A key component is regular review, where organizations reassess risks as threats change, supporting ISO 27001’s principle of continuous improvement. This cyclical approach helps keep the risk management framework adaptable and responsive to evolving security needs.
Additionally, the guide underscores the role of management, recommending their involvement in review and support of risk processes. Management buy-in ensures that security efforts align with strategic goals, encouraging organization-wide commitment.
In summary, the guide helps organizations maintain a robust, adaptive risk management system that meets ISO 27001 standards, enabling proactive risk control. For more detail, you can access the document here.
ISO 27001 certification is more than just a standard; it’s a powerful statement that transforms how your customers perceive your company. This certification represents an unwavering commitment to data security, acting as a digital shield for your business. By safeguarding your most valuable asset—your data—you build unshakeable trust with your customers, showing them that their information is safe in your hands.
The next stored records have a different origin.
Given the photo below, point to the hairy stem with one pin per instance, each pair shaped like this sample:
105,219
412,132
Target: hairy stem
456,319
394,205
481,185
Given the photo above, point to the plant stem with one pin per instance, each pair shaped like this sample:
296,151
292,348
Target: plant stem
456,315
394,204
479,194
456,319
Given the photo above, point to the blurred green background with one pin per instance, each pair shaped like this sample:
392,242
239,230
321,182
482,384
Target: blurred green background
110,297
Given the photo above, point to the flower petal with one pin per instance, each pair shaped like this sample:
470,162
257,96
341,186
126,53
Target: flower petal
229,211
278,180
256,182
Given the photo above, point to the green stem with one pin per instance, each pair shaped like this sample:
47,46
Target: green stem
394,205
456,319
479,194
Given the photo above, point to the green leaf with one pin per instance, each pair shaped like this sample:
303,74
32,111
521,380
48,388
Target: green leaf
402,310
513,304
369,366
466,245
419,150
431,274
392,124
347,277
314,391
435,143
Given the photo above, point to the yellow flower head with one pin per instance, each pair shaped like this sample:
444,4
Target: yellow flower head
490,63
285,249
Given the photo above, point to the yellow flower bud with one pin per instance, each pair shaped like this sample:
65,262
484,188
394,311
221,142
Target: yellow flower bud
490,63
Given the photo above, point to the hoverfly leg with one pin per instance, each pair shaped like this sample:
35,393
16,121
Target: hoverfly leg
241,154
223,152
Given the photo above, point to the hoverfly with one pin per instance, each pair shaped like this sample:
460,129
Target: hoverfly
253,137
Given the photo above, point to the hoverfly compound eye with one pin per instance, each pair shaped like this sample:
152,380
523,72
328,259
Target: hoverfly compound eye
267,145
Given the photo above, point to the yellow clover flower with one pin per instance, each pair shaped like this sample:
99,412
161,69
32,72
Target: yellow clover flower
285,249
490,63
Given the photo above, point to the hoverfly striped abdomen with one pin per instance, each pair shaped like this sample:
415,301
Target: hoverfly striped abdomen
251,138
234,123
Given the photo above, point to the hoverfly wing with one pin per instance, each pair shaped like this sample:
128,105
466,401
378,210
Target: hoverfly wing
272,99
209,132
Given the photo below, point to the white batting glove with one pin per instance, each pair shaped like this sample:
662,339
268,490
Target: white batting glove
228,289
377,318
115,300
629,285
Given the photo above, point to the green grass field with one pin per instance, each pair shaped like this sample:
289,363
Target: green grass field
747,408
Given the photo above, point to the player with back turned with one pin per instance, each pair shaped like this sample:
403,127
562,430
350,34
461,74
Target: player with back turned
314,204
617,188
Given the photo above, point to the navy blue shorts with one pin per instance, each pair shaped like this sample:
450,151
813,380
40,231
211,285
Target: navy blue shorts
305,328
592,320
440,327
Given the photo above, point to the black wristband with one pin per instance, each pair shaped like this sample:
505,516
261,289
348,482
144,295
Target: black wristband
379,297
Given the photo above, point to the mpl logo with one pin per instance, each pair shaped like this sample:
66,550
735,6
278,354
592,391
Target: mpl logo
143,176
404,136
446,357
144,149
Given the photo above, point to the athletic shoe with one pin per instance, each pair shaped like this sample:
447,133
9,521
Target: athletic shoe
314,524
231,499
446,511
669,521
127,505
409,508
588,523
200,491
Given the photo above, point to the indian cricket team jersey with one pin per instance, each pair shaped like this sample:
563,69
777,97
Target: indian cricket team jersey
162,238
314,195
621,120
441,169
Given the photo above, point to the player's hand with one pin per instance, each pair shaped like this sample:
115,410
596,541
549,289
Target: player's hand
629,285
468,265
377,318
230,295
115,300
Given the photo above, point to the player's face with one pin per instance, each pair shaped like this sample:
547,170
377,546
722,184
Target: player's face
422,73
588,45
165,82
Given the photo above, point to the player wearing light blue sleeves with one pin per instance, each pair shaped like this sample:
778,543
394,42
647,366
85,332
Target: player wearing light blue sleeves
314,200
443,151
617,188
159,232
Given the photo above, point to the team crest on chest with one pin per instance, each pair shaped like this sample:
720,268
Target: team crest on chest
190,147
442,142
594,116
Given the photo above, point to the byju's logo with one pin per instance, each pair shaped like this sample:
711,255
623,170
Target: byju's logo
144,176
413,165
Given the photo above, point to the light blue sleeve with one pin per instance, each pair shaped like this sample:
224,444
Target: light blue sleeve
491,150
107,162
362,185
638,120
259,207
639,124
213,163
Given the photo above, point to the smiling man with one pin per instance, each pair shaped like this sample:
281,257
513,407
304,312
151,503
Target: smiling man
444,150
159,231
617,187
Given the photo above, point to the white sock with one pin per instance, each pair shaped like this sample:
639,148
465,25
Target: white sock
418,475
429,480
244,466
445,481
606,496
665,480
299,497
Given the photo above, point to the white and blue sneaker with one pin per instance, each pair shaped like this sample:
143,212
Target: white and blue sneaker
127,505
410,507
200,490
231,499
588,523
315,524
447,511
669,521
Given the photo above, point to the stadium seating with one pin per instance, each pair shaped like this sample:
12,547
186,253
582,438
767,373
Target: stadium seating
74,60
Achieving ISO 27001 means your business isn’t just adhering to standards; it’s setting itself apart as a leader in data protection. This certification opens doors to new opportunities, enabling your business to thrive in an increasingly digital world. It’s about ensuring your business’s long-term sustainability and demonstrating a serious commitment to information security.
ISO 27001 is more than a quality seal; it sends a clear message to the world. It shows that your company prioritizes data protection, adheres to the best practices of information security, and reduces the risk of cyber incidents. It also signals that your business is trustworthy, boosting confidence among customers, suppliers, and business partners. This trust gives you a competitive edge, setting you apart from the competition and attracting new business opportunities.
In essence, ISO 27001 is an investment in the future of your business. It not only helps in improving risk management by identifying and mitigating information security risks but also strengthens your business’s foundation. By demonstrating a strong commitment to data security, you can ensure the longevity and success of your company in today’s digital age.
Overall benefits of ISO 27001 certification for businesses include:
Enhanced Data Security: ISO 27001 provides a systematic approach to managing sensitive company information, ensuring that data is protected from unauthorized access, breaches, and other security threats.
Increased Customer Trust: Achieving this certification demonstrates a commitment to data security, building trust among customers, partners, and stakeholders. It shows that your organization takes information security seriously.
Regulatory Compliance: ISO 27001 helps businesses comply with legal and regulatory requirements related to data protection, which can vary across different industries and regions. This reduces the risk of legal penalties and compliance-related issues.
Competitive Advantage: Companies with ISO 27001 certification can differentiate themselves from competitors. It acts as a quality seal, giving you an edge in the market and attracting new clients who prioritize data security.
Improved Risk Management: The certification process involves identifying, assessing, and managing information security risks. This proactive approach helps businesses to mitigate potential threats and vulnerabilities effectively.
Operational Efficiency: Implementing ISO 27001 often leads to streamlined processes and better resource management, as businesses adopt consistent and structured approaches to handling data security.
Global Recognition: ISO 27001 is an internationally recognized standard, which means your business can gain credibility and access to new markets around the world. It assures clients globally that your security practices meet high standards.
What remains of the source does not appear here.